Viajar de Venezuela a Colombia: ¡La odisea de muchas familias por una vida mejor!

Elglobonews.com

CÚCUTA.- 16 familiares migrantes, la mayoría niños, sortean juntos los peligros en su ruta hacia una vida mejor.

  • Yamilethestá exhausta, sentada en una fina colchoneta sobre el suelo en un centro de acogida en Cúcuta, en la frontera colombiana, después de cargar a sus dos hijos pequeños durante los últimos tres días.

Yamileth tiene 18 años y no pierde de vista a Yadnoel, su pequeño bebé de 2 meses, con el que juega sobre el improvisado colchón, ni a Carlos, su otro hijo de 2 años, que está sentado junto a ella. Dejó su hogar en Miranda, Venezuela, y se echó a andar con una mochila y sus dos hijos al hombro con el firme objetivo de llegar a la ciudad colombiana de Cali, que espera alcanzar tras otros 8 días de caminata. Allí confía en empezar una nueva vida en la que poder acabar sus estudios y brindar un mejor futuro para sus hijos.

Yamileth y su familia en un centro de acogida en Cúcuta

Yamileth y sus hijos no caminan solos, junto a ellos, y protegiéndose mutuamente de los peligros, están su mamá, sus hermanas, sus hermanos y sus dos sobrinos.

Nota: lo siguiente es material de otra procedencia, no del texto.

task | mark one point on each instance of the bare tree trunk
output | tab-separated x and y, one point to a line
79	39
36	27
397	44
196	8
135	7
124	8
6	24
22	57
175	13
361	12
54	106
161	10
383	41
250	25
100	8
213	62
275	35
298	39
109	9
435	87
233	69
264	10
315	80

En total, Yamileth y su familia, a la que hay que sumar dos cuñados, forman una caravana de 16 personas, nueve de ellos menores de 18 años. Y aunque el tamaño del grupo favorece su seguridad, no han podido evitar a uno de los peligros más temidos por los caminantes: la lluvia.

“Ayer llovió duro y los niños se mojaron y amanecieron con tos. No tuvimos tiempo para ir al centro de salud” dice Yamileth. “Toda la ropa se mojó. No estábamos preparados. Estaremos aquí hasta que se seque todo y podamos seguir”.

¿Por qué Yamileth busca establecerse en Cali, a casi 1.000 kilómetros de distancia, para comenzar su nueva vida? En Cali la espera su papá, quien fue el primero en migrar y que ha conseguido un trabajo en la recogida de café.

“Quisiera poder terminar mis estudios, llegué hasta primer año y lo tuve que dejar porque mi mamá no tenía dinero para pagar todo lo que hay que comprar”.

Esta familia migrante ha llegado a un punto de atención a caminantes apoyado por el Fondo de las Naciones Unidas para la Infancia    (UNICEF)   y ubicado en mitad de la carretera en Chinácota, a las afueras de la ciudad fronteriza de Cúcuta. Aquí, los caminantes pueden descansar, asearse, comer caliente, pasar la noche con seguridad, informarse de la ruta y sus peligros y conectarse a internet. Tiene capacidad para 250 personas y en los últimos días han pasado de media unas 360.

“El paso de la frontera fue bien porque tenemos todos los papeles. Lo más difícil es, simplemente, caminar. Sería terrible si mis hijos comprendieran todo esto. Quisiera llegar a Cali y conseguir lo que necesitan para mejorar una forma de vida”.

En los últimos meses, ha habido un incremento del número de migrantes que deciden caminar para llegar a distintas ciudades de Colombia o continuar su tránsito a otros países, especialmente, hacia Ecuador y Perú.

Durante su recorrido, los “caminantes” se enfrentan a riesgos de seguridad al transitar por zonas afectadas por actores armados, y también climáticos: no es inusual que las temperaturas bajen de más de 30 ° C a cerca de 0 ° C.

“Mi papá nos ha pedido que tengamos mucho cuidado en la carretera, sobre todo al pasar La Nevera (a más 3.000 msnm) por el frío”.

UNICEF apoya este centro de ayuda al caminante entregando kits de higiene para niños, adolescentes y sus familias, proporcionando ayuda psicosocial y promocionando comportamientos clave de protección, lactancia materna, agua, saneamiento e higiene. A fines de abril, al menos 327.000 niños de Venezuela vivían como migrantes y refugiados en Colombia.